LA Community: Watts Towers Park
Partner Tiffany Beamer and Landscape Designer Jenny Jones are collaborating with the Trust for Public Land and the City of Los Angeles to develop a master plan for LA’s historic Watts Towers Park. The site, located on the National Register of Historic Places, is home to a collection of 17 interconnected structures created by Sabato “Simon” Rodia. Rodia, an Italian immigrant construction worker, built the structures over a 33-year span from 1921 to 1954, and the site has since become a beloved cultural landmark by surrounding neighbors and visitors from all over the world.
OLIN’s proposed plan will transform the park’s Cultural Crescent, parcels of land adjacent to the towers, into a cohesive site that welcomes viewing and enjoyment of the towers while celebrating the rich arts programs that exist currently on site at the Arts Center Campus.
Currently, Tiffany and Jenny are working with the Trust for Public Land to gather input from community stakeholders to generate ideas and build consensus on the development of the space’s aesthetics and programming. So far, they have participated in three community meetings and are beginning the process of incorporating community feedback into design concepts.
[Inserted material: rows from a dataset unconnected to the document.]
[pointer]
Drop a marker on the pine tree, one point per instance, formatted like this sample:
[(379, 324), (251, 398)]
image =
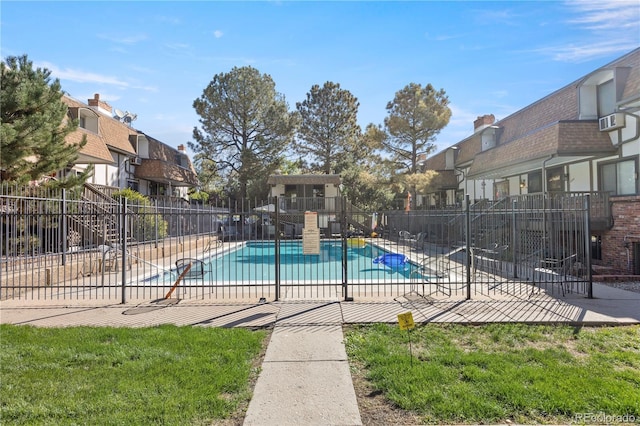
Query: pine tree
[(34, 123), (329, 129), (245, 127)]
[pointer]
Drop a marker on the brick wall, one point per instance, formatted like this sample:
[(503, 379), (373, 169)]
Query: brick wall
[(626, 228)]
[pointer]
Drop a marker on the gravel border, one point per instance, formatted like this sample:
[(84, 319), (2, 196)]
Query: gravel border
[(633, 286)]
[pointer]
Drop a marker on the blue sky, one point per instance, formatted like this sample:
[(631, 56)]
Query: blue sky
[(155, 58)]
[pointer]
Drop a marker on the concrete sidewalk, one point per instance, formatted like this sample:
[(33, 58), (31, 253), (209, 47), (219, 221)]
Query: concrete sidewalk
[(305, 377)]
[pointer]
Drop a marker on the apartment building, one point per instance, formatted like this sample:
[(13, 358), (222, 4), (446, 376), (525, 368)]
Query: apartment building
[(124, 157), (584, 137)]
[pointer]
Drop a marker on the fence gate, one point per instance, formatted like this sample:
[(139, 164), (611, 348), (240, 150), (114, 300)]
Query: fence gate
[(86, 245)]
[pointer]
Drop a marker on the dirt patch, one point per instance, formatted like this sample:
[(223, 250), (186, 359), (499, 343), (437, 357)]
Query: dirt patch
[(237, 418), (375, 409)]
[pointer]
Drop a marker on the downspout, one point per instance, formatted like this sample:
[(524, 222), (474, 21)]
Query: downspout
[(544, 204)]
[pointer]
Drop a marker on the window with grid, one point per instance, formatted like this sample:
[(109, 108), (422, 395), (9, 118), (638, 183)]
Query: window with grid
[(620, 177)]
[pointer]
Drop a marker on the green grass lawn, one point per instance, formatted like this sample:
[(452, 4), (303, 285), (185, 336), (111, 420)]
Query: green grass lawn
[(494, 373), (126, 376)]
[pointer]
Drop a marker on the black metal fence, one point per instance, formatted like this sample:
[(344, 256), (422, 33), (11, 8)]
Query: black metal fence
[(62, 245)]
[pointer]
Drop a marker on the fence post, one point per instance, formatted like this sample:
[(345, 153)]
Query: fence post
[(65, 231), (276, 242), (587, 241), (343, 228), (467, 232), (123, 244)]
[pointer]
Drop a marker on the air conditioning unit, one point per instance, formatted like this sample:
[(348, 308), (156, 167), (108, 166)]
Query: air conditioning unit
[(611, 122)]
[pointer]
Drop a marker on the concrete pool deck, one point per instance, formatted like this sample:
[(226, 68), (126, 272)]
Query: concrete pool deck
[(305, 377)]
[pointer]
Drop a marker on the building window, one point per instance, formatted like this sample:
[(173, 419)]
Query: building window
[(619, 178), (596, 247), (290, 190), (555, 179), (606, 98), (87, 120), (318, 191), (534, 182), (501, 189)]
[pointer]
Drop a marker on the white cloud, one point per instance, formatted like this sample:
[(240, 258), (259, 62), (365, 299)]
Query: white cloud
[(603, 15), (178, 46), (133, 39), (612, 27), (79, 76)]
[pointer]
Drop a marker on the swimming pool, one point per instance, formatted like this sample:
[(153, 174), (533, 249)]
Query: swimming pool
[(254, 262)]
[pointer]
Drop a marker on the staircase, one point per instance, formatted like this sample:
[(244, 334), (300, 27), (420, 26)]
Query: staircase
[(97, 217)]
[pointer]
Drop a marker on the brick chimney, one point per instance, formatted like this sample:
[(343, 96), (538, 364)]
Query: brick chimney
[(483, 122), (100, 106)]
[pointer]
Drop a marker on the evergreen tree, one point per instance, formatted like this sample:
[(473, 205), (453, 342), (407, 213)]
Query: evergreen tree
[(329, 126), (34, 123), (415, 117), (245, 126)]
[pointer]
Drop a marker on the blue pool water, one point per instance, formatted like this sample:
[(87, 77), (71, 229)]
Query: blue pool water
[(255, 262)]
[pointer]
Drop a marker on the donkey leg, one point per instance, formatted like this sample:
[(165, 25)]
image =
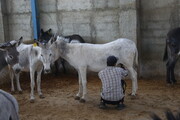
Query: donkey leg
[(18, 83), (172, 70), (63, 65), (168, 75), (39, 84), (32, 85), (133, 76), (78, 95), (12, 81), (84, 83)]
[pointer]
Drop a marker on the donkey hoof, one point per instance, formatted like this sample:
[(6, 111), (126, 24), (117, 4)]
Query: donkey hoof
[(41, 96), (20, 92), (82, 101), (32, 101), (12, 92), (77, 98)]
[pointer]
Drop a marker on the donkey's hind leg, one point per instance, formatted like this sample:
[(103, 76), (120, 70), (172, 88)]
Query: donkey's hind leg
[(39, 83), (79, 94), (133, 76)]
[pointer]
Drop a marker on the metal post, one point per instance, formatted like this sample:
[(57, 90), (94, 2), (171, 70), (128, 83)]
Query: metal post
[(35, 18)]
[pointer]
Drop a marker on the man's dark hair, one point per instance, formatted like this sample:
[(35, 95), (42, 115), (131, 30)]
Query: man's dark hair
[(111, 61)]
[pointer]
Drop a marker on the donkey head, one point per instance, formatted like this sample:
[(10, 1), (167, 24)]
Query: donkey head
[(12, 55), (45, 36)]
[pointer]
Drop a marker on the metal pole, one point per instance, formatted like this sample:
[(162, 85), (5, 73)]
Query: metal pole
[(35, 19)]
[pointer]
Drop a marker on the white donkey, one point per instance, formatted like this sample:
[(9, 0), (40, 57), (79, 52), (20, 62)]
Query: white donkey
[(31, 59), (9, 108), (84, 56)]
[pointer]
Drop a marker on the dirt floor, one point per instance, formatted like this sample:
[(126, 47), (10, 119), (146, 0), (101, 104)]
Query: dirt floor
[(59, 104)]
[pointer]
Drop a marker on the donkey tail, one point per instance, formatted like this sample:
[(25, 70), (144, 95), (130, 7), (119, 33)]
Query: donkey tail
[(165, 53), (136, 59)]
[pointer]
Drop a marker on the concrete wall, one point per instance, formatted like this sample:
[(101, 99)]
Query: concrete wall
[(98, 21), (157, 17)]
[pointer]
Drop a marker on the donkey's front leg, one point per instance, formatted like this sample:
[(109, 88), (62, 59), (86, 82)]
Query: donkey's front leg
[(11, 73), (78, 95), (18, 83), (39, 83), (84, 83), (32, 86)]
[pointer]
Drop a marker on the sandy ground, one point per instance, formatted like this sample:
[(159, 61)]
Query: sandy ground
[(59, 104)]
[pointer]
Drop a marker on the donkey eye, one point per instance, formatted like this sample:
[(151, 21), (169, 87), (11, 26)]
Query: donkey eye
[(10, 56)]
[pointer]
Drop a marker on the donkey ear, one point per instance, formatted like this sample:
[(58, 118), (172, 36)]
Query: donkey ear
[(49, 31), (53, 39), (42, 31)]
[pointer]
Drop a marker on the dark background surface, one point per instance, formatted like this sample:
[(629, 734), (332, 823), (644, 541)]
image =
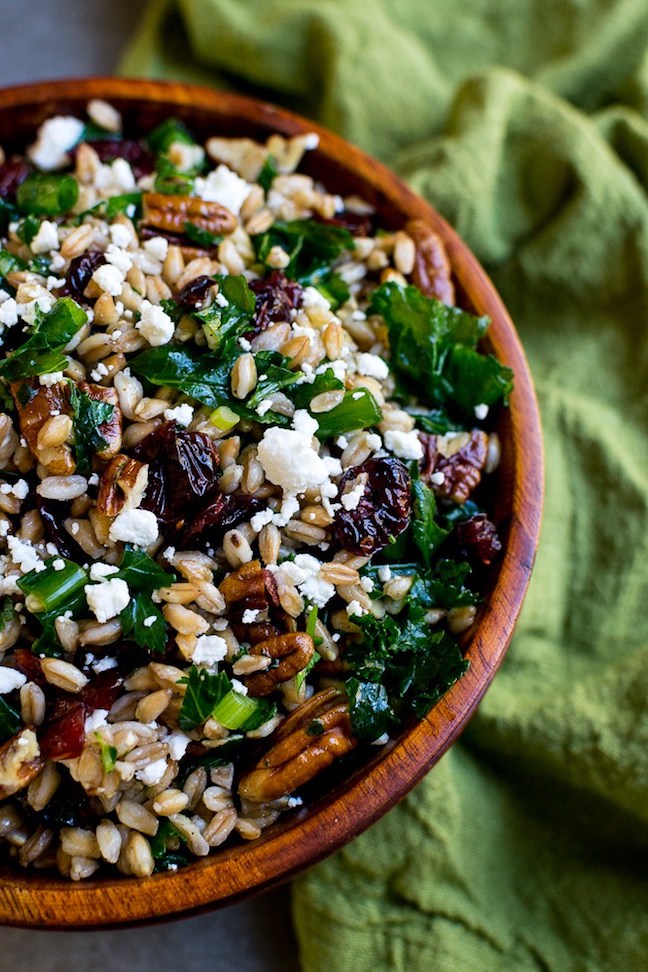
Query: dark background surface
[(46, 39)]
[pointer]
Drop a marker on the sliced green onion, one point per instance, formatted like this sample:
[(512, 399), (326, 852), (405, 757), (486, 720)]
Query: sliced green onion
[(47, 195), (357, 410), (48, 589), (224, 418), (235, 709)]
Regarding the vision for the site and the community, Tiffany says, “This community is one that has an incredibly rich history and culture rooted in the arts, which extends beyond the towers themselves. Participating in the community meetings has been wonderfully informative and energizing, and we are looking forward to providing Watts with a master plan that will allow future generations of artists to thrive.”
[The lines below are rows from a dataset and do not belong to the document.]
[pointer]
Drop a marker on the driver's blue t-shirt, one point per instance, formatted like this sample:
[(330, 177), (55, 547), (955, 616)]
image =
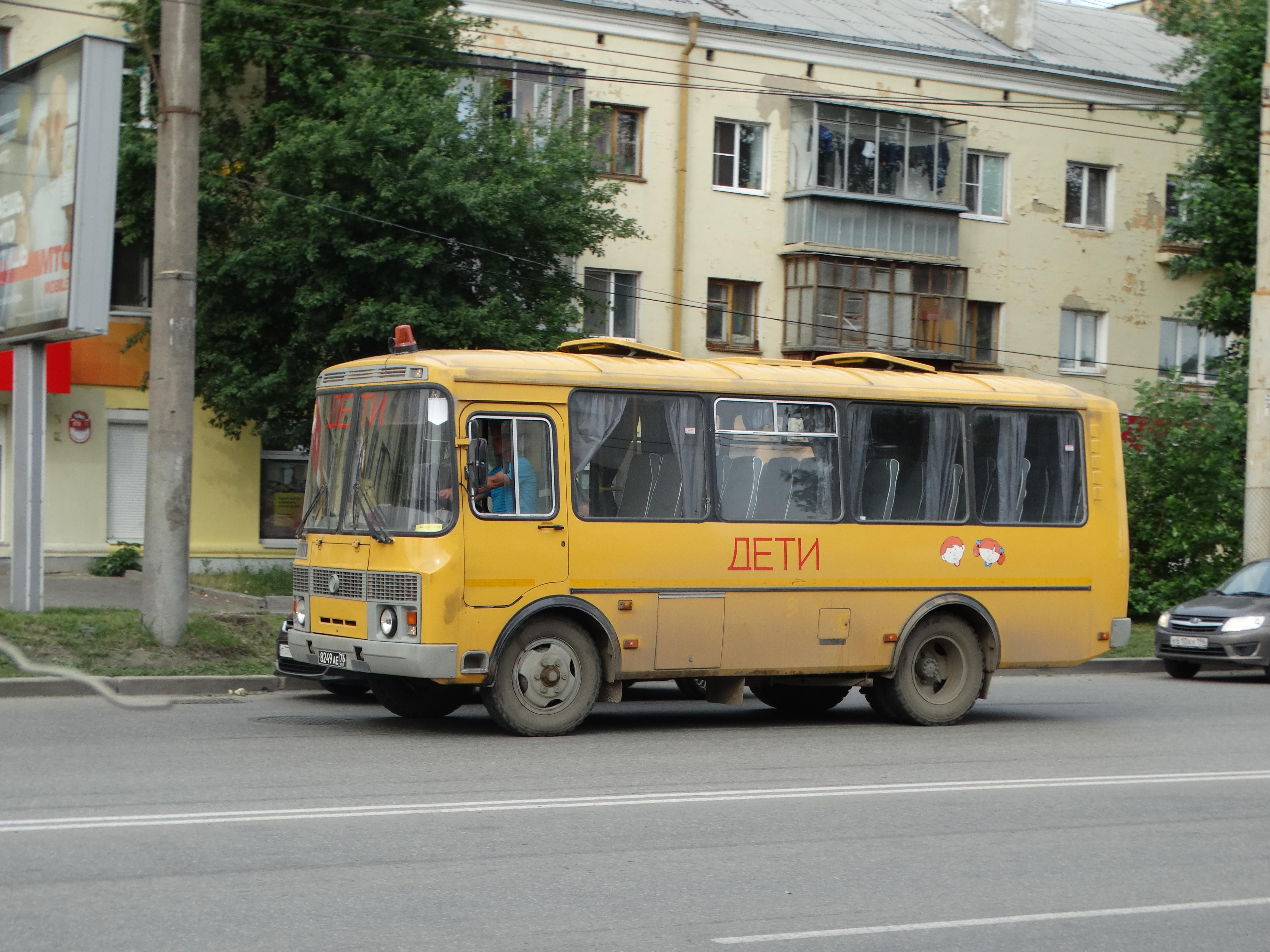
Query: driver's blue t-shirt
[(502, 501)]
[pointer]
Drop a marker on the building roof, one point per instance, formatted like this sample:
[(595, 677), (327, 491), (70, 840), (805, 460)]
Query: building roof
[(738, 376), (1083, 40)]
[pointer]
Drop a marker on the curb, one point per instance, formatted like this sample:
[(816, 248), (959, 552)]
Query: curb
[(275, 605), (155, 685)]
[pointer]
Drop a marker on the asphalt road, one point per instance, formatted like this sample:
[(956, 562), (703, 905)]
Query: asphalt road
[(992, 822)]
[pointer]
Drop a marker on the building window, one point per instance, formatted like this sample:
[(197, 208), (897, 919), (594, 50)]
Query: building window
[(732, 314), (619, 143), (981, 332), (1081, 348), (1086, 196), (282, 496), (1189, 351), (738, 159), (870, 153), (986, 185), (611, 304), (853, 304)]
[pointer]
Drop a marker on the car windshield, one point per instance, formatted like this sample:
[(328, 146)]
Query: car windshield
[(1250, 581), (401, 445)]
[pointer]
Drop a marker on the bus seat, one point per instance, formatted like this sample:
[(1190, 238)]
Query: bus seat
[(878, 493), (639, 487), (667, 490), (738, 496), (775, 485)]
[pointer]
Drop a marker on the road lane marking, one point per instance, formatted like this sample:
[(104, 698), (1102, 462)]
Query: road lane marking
[(995, 921), (609, 800)]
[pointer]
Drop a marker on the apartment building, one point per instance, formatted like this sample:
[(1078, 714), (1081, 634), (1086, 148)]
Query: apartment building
[(975, 183)]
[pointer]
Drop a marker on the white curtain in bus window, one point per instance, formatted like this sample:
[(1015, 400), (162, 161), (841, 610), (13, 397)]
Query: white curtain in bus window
[(520, 482), (404, 478), (907, 464), (776, 461), (1028, 468), (638, 456)]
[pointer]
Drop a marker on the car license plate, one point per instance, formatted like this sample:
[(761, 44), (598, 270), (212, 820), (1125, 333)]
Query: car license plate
[(1187, 642), (337, 659)]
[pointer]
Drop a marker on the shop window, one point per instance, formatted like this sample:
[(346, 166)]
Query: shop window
[(284, 478), (732, 315), (856, 304)]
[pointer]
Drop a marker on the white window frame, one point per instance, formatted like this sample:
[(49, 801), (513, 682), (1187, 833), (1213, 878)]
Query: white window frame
[(1108, 199), (609, 291), (1100, 346), (975, 214), (1201, 357), (736, 155)]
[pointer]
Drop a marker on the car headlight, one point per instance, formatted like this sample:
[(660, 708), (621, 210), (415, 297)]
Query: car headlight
[(388, 622), (1245, 622)]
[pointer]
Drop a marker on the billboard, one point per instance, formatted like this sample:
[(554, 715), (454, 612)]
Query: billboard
[(59, 154)]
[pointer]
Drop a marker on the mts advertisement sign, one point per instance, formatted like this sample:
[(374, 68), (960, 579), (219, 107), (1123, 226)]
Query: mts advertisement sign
[(59, 154)]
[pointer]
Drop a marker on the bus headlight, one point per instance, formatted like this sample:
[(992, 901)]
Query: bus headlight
[(388, 622)]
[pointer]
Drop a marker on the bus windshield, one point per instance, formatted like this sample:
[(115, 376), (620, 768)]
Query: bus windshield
[(395, 447)]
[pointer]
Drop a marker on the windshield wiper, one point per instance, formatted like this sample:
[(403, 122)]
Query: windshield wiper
[(376, 531), (304, 520)]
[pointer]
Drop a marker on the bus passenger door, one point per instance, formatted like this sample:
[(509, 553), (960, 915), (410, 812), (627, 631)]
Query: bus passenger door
[(515, 539)]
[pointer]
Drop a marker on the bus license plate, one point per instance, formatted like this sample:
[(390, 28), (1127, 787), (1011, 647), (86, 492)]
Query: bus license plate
[(337, 659), (1187, 642)]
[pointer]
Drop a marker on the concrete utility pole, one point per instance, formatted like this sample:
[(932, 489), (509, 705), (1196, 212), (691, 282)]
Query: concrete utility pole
[(166, 581)]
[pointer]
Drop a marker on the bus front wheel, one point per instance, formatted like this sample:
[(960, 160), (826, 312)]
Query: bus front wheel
[(939, 675), (547, 680), (417, 697)]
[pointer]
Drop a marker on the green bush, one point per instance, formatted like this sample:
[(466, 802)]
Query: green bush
[(1184, 480), (126, 556)]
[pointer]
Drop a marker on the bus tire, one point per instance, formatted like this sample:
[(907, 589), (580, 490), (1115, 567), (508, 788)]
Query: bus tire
[(1180, 669), (417, 697), (939, 675), (693, 688), (547, 680), (799, 700)]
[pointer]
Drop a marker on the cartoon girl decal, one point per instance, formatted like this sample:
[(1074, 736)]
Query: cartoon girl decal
[(953, 550), (990, 551)]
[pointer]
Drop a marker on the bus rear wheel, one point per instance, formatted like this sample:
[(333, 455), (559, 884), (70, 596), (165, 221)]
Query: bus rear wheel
[(939, 675), (417, 697), (547, 680), (799, 700)]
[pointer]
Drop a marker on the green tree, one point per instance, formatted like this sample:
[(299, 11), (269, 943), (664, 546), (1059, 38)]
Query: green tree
[(343, 195), (1184, 480), (1221, 74)]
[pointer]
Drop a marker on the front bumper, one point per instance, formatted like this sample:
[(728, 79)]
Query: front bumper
[(374, 657), (1246, 648)]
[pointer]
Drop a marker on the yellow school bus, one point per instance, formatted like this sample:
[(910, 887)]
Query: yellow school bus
[(550, 526)]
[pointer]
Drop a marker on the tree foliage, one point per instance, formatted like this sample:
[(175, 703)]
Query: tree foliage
[(1184, 480), (343, 195), (1222, 83)]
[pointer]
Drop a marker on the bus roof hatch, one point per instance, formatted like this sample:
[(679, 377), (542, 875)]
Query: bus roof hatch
[(616, 347), (873, 361)]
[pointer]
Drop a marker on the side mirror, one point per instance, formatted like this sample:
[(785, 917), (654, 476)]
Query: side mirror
[(478, 465)]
The Trust for Public Land, a non-profit organization active in 34 states, conserves land for people to enjoy as parks, gardens and other natural places. In cities, The Trust for Public Land reclaims vacant lots and then crafts strategies for transforming the lots into community-designed parks and playgrounds. After development, they turn these parks and lands over to their cities for public use. In Los Angeles, they have reclaimed between 10,000-12,000 acres of land.